Autosomal Dominant vs Autosomal Recessive Polycystic Kidney Disease (PKD)

Polycystic Kidney Disease (PKD) is a genetic disorder characterized by the presence of cysts or other abnormalities in multiple organs including the kidneys. People with PKD are at increased risk of developing certain health problems such as high blood pressure, heart failure, diabetes mellitus, and various types of cancer. There is no cure for PKD. Treatment options include dialysis, medications, surgery and sometimes both.

The term “polycystic” refers to the number of small sacs (glomeruli) in each kidney. Each of these small sacs is a tiny, fluid-filled compartment in the kidney that filters waste from the blood.

When cysts form, these compartments or units are replaced by sacs.

PKD is a genetic disorder. In autosomal dominant polycystic kidney disease, one copy of the defective gene is inherited from a parent and the other copy is acquired from the other parent.

In this situation, you have one chance in two (50 percent) of passing on the mutated gene to each of your children.

You may not notice symptoms of this condition until later in life. During your teens and 20s, you may experience pain in your side, especially while exercising or during menstruation.

As you age, you may be more prone to kidney cancer and kidney failure.

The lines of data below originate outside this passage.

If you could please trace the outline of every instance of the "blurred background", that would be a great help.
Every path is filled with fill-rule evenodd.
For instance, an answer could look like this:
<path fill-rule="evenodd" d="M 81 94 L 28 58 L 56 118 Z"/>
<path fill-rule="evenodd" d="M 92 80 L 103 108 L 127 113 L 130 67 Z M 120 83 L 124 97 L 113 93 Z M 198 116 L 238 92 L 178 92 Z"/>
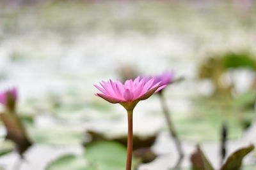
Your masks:
<path fill-rule="evenodd" d="M 125 145 L 116 141 L 126 135 L 125 110 L 95 96 L 93 85 L 166 71 L 184 78 L 164 92 L 185 152 L 182 169 L 196 143 L 220 167 L 223 124 L 227 155 L 256 144 L 255 6 L 253 0 L 0 0 L 0 90 L 18 89 L 17 112 L 33 143 L 20 163 L 0 124 L 0 169 L 20 163 L 26 170 L 122 169 Z M 175 164 L 157 96 L 136 106 L 134 131 L 134 143 L 152 152 L 147 160 L 135 158 L 137 169 Z M 109 153 L 121 166 L 106 159 Z M 256 169 L 256 153 L 244 162 Z"/>

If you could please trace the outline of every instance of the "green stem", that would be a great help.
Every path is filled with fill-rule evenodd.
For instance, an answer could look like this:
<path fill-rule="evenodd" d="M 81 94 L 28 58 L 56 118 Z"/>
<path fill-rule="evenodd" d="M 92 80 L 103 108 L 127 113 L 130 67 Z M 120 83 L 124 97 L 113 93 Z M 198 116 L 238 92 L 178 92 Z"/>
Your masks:
<path fill-rule="evenodd" d="M 127 157 L 126 158 L 126 170 L 132 168 L 132 111 L 127 110 L 128 117 L 128 136 L 127 136 Z"/>
<path fill-rule="evenodd" d="M 160 91 L 158 94 L 159 94 L 161 103 L 162 104 L 162 108 L 163 108 L 165 120 L 166 120 L 166 124 L 168 126 L 169 132 L 170 132 L 171 136 L 173 138 L 173 140 L 174 140 L 174 142 L 176 145 L 176 148 L 177 148 L 177 150 L 179 152 L 179 158 L 174 167 L 175 169 L 177 169 L 177 168 L 179 167 L 180 164 L 183 159 L 184 152 L 183 152 L 183 150 L 182 150 L 182 148 L 181 146 L 180 141 L 179 140 L 179 139 L 178 138 L 175 129 L 172 123 L 172 119 L 170 117 L 170 113 L 169 112 L 169 110 L 168 109 L 167 104 L 166 104 L 166 100 L 164 97 L 163 91 Z"/>

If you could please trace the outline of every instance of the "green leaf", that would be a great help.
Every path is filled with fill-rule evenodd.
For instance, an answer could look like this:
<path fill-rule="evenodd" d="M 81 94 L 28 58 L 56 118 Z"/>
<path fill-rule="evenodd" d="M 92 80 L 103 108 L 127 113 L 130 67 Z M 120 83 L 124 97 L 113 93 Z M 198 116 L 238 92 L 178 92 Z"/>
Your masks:
<path fill-rule="evenodd" d="M 253 145 L 242 148 L 232 153 L 221 167 L 221 170 L 239 170 L 242 166 L 243 159 L 254 149 Z"/>
<path fill-rule="evenodd" d="M 212 166 L 204 155 L 199 145 L 196 151 L 191 155 L 190 159 L 193 170 L 214 170 Z"/>
<path fill-rule="evenodd" d="M 122 145 L 109 141 L 101 141 L 89 145 L 85 157 L 89 164 L 99 170 L 125 169 L 126 148 Z M 136 159 L 132 160 L 133 165 Z"/>
<path fill-rule="evenodd" d="M 89 170 L 86 159 L 74 155 L 63 155 L 49 164 L 45 170 Z M 91 170 L 91 169 L 90 169 Z"/>
<path fill-rule="evenodd" d="M 133 165 L 138 162 L 134 159 L 132 160 Z M 45 170 L 120 170 L 125 169 L 125 147 L 115 142 L 102 141 L 88 145 L 83 155 L 60 157 Z"/>

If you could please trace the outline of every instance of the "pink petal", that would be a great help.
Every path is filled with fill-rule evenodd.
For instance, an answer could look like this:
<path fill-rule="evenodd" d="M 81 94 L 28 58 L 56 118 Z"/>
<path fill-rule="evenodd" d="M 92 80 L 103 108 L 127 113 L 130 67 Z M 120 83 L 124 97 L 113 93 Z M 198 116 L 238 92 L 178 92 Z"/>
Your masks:
<path fill-rule="evenodd" d="M 116 84 L 115 83 L 111 80 L 109 80 L 109 81 L 110 83 L 111 84 L 112 88 L 118 98 L 122 98 L 122 94 L 120 91 L 117 89 Z"/>
<path fill-rule="evenodd" d="M 160 84 L 161 84 L 161 81 L 159 81 L 159 82 L 158 82 L 157 83 L 155 84 L 155 85 L 153 85 L 152 87 L 150 87 L 150 88 L 149 89 L 149 90 L 151 90 L 151 89 L 155 88 L 155 87 L 157 87 L 157 86 L 159 86 Z"/>
<path fill-rule="evenodd" d="M 108 93 L 104 89 L 103 89 L 102 88 L 101 88 L 99 85 L 93 85 L 93 86 L 95 87 L 96 87 L 97 89 L 98 89 L 98 90 L 100 90 L 100 92 L 102 92 L 102 93 L 104 93 L 105 94 L 108 94 Z"/>
<path fill-rule="evenodd" d="M 133 99 L 134 95 L 129 89 L 126 89 L 124 93 L 124 98 L 127 101 L 131 101 Z"/>
<path fill-rule="evenodd" d="M 96 94 L 95 95 L 99 97 L 100 97 L 103 99 L 105 99 L 111 103 L 119 103 L 124 101 L 103 94 Z"/>
<path fill-rule="evenodd" d="M 143 101 L 145 100 L 149 97 L 150 97 L 157 89 L 159 87 L 159 86 L 156 87 L 155 88 L 150 90 L 149 91 L 147 92 L 145 94 L 143 94 L 141 96 L 140 96 L 139 98 L 138 98 L 138 100 Z"/>
<path fill-rule="evenodd" d="M 103 85 L 100 84 L 102 87 L 108 92 L 108 94 L 113 97 L 116 97 L 116 95 L 113 90 L 112 86 L 109 82 L 105 82 L 102 81 Z"/>
<path fill-rule="evenodd" d="M 166 87 L 167 85 L 162 85 L 161 87 L 160 87 L 159 88 L 157 89 L 157 90 L 156 90 L 155 93 L 158 92 L 159 91 L 160 91 L 161 90 L 162 90 L 163 89 L 164 89 L 164 87 Z"/>
<path fill-rule="evenodd" d="M 134 79 L 134 81 L 133 81 L 133 83 L 134 85 L 138 85 L 140 83 L 140 76 L 138 76 L 136 78 Z"/>
<path fill-rule="evenodd" d="M 143 89 L 142 90 L 141 94 L 147 92 L 148 90 L 148 89 L 150 87 L 150 86 L 153 83 L 154 81 L 154 78 L 152 78 L 148 81 L 147 82 L 147 83 L 143 87 Z"/>

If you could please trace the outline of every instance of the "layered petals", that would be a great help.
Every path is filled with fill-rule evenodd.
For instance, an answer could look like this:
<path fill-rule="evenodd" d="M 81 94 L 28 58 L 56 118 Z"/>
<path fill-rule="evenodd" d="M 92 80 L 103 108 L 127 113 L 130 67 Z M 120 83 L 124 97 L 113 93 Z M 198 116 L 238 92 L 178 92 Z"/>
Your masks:
<path fill-rule="evenodd" d="M 16 88 L 12 88 L 6 91 L 0 93 L 0 103 L 6 105 L 8 101 L 8 96 L 10 95 L 13 100 L 17 98 L 17 91 Z"/>
<path fill-rule="evenodd" d="M 147 81 L 145 78 L 141 79 L 138 76 L 134 81 L 126 80 L 124 84 L 118 80 L 113 81 L 109 80 L 108 81 L 102 81 L 100 83 L 101 87 L 97 85 L 94 86 L 102 92 L 95 94 L 96 96 L 111 103 L 124 103 L 148 98 L 158 89 L 165 87 L 161 83 L 160 81 L 156 81 L 154 78 Z"/>

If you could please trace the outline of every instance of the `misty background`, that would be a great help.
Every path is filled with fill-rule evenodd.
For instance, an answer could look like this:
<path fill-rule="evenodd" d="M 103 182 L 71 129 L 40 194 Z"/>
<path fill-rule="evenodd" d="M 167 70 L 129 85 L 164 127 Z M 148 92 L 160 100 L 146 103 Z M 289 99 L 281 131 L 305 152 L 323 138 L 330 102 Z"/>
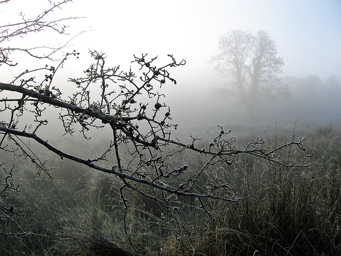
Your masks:
<path fill-rule="evenodd" d="M 34 17 L 48 6 L 43 0 L 15 0 L 1 7 L 0 22 L 6 24 L 17 21 L 21 12 Z M 55 39 L 46 32 L 15 39 L 11 45 L 62 45 L 74 38 L 67 50 L 76 49 L 79 58 L 68 60 L 54 79 L 64 98 L 75 89 L 68 79 L 81 76 L 93 61 L 88 49 L 105 53 L 108 66 L 120 65 L 122 70 L 129 68 L 134 54 L 157 55 L 160 62 L 168 54 L 178 61 L 184 59 L 186 65 L 169 70 L 177 84 L 166 84 L 160 90 L 166 96 L 161 101 L 170 108 L 172 123 L 179 124 L 179 132 L 210 130 L 218 124 L 226 129 L 238 124 L 273 127 L 276 122 L 292 126 L 296 118 L 298 124 L 336 127 L 341 124 L 340 13 L 339 1 L 75 0 L 54 14 L 85 17 L 69 21 L 69 36 Z M 260 102 L 252 119 L 235 99 L 214 93 L 226 79 L 208 63 L 216 53 L 219 35 L 238 29 L 267 32 L 284 62 L 279 76 L 287 93 Z M 18 65 L 1 67 L 4 82 L 27 69 L 54 65 L 15 54 L 20 60 Z M 56 127 L 47 126 L 47 130 Z"/>

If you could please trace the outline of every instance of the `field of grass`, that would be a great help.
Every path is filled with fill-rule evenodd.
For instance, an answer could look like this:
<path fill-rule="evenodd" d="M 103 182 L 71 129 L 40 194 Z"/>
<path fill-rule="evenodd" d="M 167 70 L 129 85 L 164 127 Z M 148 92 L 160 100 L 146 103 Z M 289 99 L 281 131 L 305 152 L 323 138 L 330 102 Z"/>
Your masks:
<path fill-rule="evenodd" d="M 25 214 L 18 223 L 38 234 L 0 237 L 0 254 L 340 255 L 341 133 L 332 128 L 298 129 L 295 133 L 307 137 L 308 150 L 293 147 L 281 156 L 299 162 L 311 155 L 309 160 L 317 163 L 277 170 L 261 159 L 240 155 L 231 165 L 214 165 L 201 186 L 205 189 L 206 180 L 218 177 L 230 185 L 222 193 L 233 193 L 242 200 L 203 200 L 202 207 L 197 200 L 174 196 L 169 201 L 174 209 L 171 214 L 165 214 L 155 200 L 129 190 L 125 197 L 132 206 L 126 209 L 120 203 L 120 180 L 67 159 L 46 155 L 55 168 L 54 183 L 38 177 L 29 163 L 18 163 L 14 175 L 23 191 L 13 193 L 9 202 Z M 273 131 L 262 133 L 270 147 L 290 139 L 290 132 L 279 130 L 276 136 Z M 255 132 L 254 128 L 240 132 L 238 143 L 247 144 Z M 203 147 L 209 141 L 201 141 Z M 77 150 L 101 147 L 100 141 L 86 143 Z M 10 163 L 15 160 L 6 157 Z M 174 160 L 195 169 L 205 157 L 184 152 Z M 4 174 L 0 175 L 2 180 Z"/>

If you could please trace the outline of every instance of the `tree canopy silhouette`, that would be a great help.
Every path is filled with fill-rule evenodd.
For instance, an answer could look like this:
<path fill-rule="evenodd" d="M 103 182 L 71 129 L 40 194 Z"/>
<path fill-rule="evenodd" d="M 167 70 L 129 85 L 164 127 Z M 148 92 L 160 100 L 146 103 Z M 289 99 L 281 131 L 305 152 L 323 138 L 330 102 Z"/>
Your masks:
<path fill-rule="evenodd" d="M 41 29 L 50 28 L 49 24 L 43 24 Z M 8 29 L 5 26 L 1 27 Z M 62 27 L 61 32 L 63 31 Z M 3 30 L 0 34 L 5 33 Z M 236 35 L 240 33 L 236 32 Z M 258 37 L 253 39 L 248 35 L 247 37 L 250 38 L 237 47 L 239 49 L 249 47 L 249 41 L 259 41 L 256 45 L 259 46 L 256 48 L 258 51 L 255 49 L 254 52 L 258 57 L 253 57 L 254 63 L 247 68 L 246 59 L 242 55 L 246 56 L 251 54 L 246 50 L 237 55 L 236 60 L 240 63 L 231 66 L 231 71 L 228 71 L 243 83 L 247 71 L 251 85 L 255 88 L 258 88 L 261 82 L 273 80 L 282 63 L 281 59 L 273 57 L 276 52 L 274 45 L 267 34 L 262 31 L 258 34 Z M 248 34 L 241 34 L 245 37 Z M 2 52 L 5 53 L 3 54 L 3 62 L 11 65 L 8 55 L 16 49 L 10 47 L 2 49 Z M 213 218 L 205 208 L 204 199 L 236 202 L 241 199 L 228 181 L 210 171 L 215 165 L 219 163 L 230 165 L 236 156 L 240 154 L 265 159 L 278 171 L 291 171 L 291 168 L 311 163 L 309 159 L 296 163 L 285 162 L 281 158 L 282 151 L 293 145 L 305 150 L 303 143 L 305 138 L 295 140 L 293 135 L 290 141 L 273 148 L 267 146 L 263 138 L 259 138 L 243 146 L 240 146 L 235 138 L 229 137 L 231 130 L 224 130 L 219 125 L 216 137 L 205 148 L 198 147 L 197 145 L 201 139 L 192 135 L 189 142 L 173 138 L 172 131 L 177 128 L 178 124 L 172 123 L 170 109 L 162 101 L 165 96 L 159 93 L 158 88 L 176 83 L 170 70 L 185 65 L 185 61 L 177 61 L 173 55 L 169 55 L 169 61 L 160 64 L 156 62 L 156 57 L 150 58 L 147 54 L 142 54 L 134 55 L 130 69 L 121 71 L 119 66 L 107 67 L 105 53 L 94 50 L 90 53 L 93 63 L 84 71 L 82 76 L 69 80 L 76 90 L 71 96 L 64 96 L 62 89 L 55 82 L 55 77 L 62 72 L 61 67 L 69 58 L 78 57 L 79 54 L 76 51 L 62 55 L 61 60 L 55 66 L 46 65 L 34 70 L 30 70 L 28 67 L 13 81 L 0 81 L 2 119 L 0 122 L 0 150 L 30 163 L 32 168 L 37 170 L 38 175 L 45 173 L 45 179 L 53 182 L 51 171 L 54 167 L 35 150 L 38 145 L 53 152 L 62 159 L 67 158 L 90 168 L 116 175 L 123 182 L 121 197 L 126 209 L 132 206 L 124 195 L 124 190 L 128 188 L 161 204 L 164 206 L 165 214 L 176 219 L 175 213 L 179 210 L 170 202 L 171 197 L 196 198 L 200 207 Z M 274 66 L 275 62 L 277 64 Z M 268 69 L 265 67 L 266 65 L 269 65 Z M 241 72 L 239 76 L 233 74 L 237 74 L 237 71 Z M 39 72 L 42 72 L 45 74 L 40 75 Z M 146 97 L 140 97 L 144 95 Z M 72 136 L 79 129 L 85 139 L 90 140 L 87 133 L 90 130 L 109 127 L 112 137 L 107 145 L 103 145 L 103 152 L 98 154 L 94 151 L 88 159 L 82 158 L 58 149 L 48 139 L 44 139 L 46 134 L 42 133 L 41 128 L 50 125 L 50 120 L 42 117 L 55 108 L 59 110 L 58 118 L 63 129 L 64 136 Z M 54 116 L 49 118 L 54 120 L 57 119 Z M 52 137 L 52 134 L 49 135 Z M 180 165 L 174 161 L 176 157 L 185 151 L 207 156 L 203 158 L 205 162 L 201 168 L 191 168 L 186 160 Z M 110 152 L 114 154 L 109 154 Z M 5 165 L 3 163 L 0 167 Z M 6 171 L 12 175 L 14 169 L 13 167 Z M 5 222 L 9 219 L 15 221 L 19 214 L 13 205 L 6 204 L 4 193 L 9 189 L 19 189 L 11 177 L 6 178 L 8 182 L 5 183 L 0 194 L 3 197 L 0 201 L 0 214 L 3 218 L 1 219 Z M 200 187 L 203 186 L 203 188 Z M 148 190 L 146 187 L 153 189 Z M 4 216 L 8 215 L 9 212 L 15 213 L 13 217 L 6 219 Z M 186 224 L 178 223 L 185 228 Z M 1 227 L 4 229 L 2 233 L 11 234 L 6 231 L 5 225 Z M 26 233 L 23 231 L 21 233 Z"/>
<path fill-rule="evenodd" d="M 262 30 L 255 35 L 234 30 L 221 36 L 218 53 L 209 62 L 214 63 L 217 72 L 229 79 L 225 86 L 217 89 L 225 97 L 236 97 L 252 116 L 263 96 L 285 92 L 285 87 L 275 86 L 284 65 L 277 55 L 275 42 Z"/>

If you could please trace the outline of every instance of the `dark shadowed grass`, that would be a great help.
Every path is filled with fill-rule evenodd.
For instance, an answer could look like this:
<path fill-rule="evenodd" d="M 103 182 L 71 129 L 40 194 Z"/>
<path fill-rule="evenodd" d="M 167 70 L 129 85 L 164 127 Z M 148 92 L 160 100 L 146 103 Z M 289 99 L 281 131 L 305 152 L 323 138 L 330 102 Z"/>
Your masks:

The condition is called Autosomal Dominant because only one copy of the altered gene is necessary for the disease to manifest itself.

Autosomal Dominant vs Autosomal Recessive Polycystic Kidney Disease (PKD) - |

Autosomal means that the mutated gene responsible for the condition is located on one of the non-gender determining chromosomes (Chromosomes 1-22). The prefix “autosomal” is derived from the Greek word autosomalias meaning “self”, which describes the fact that both men and women are equally likely to inherit the condition.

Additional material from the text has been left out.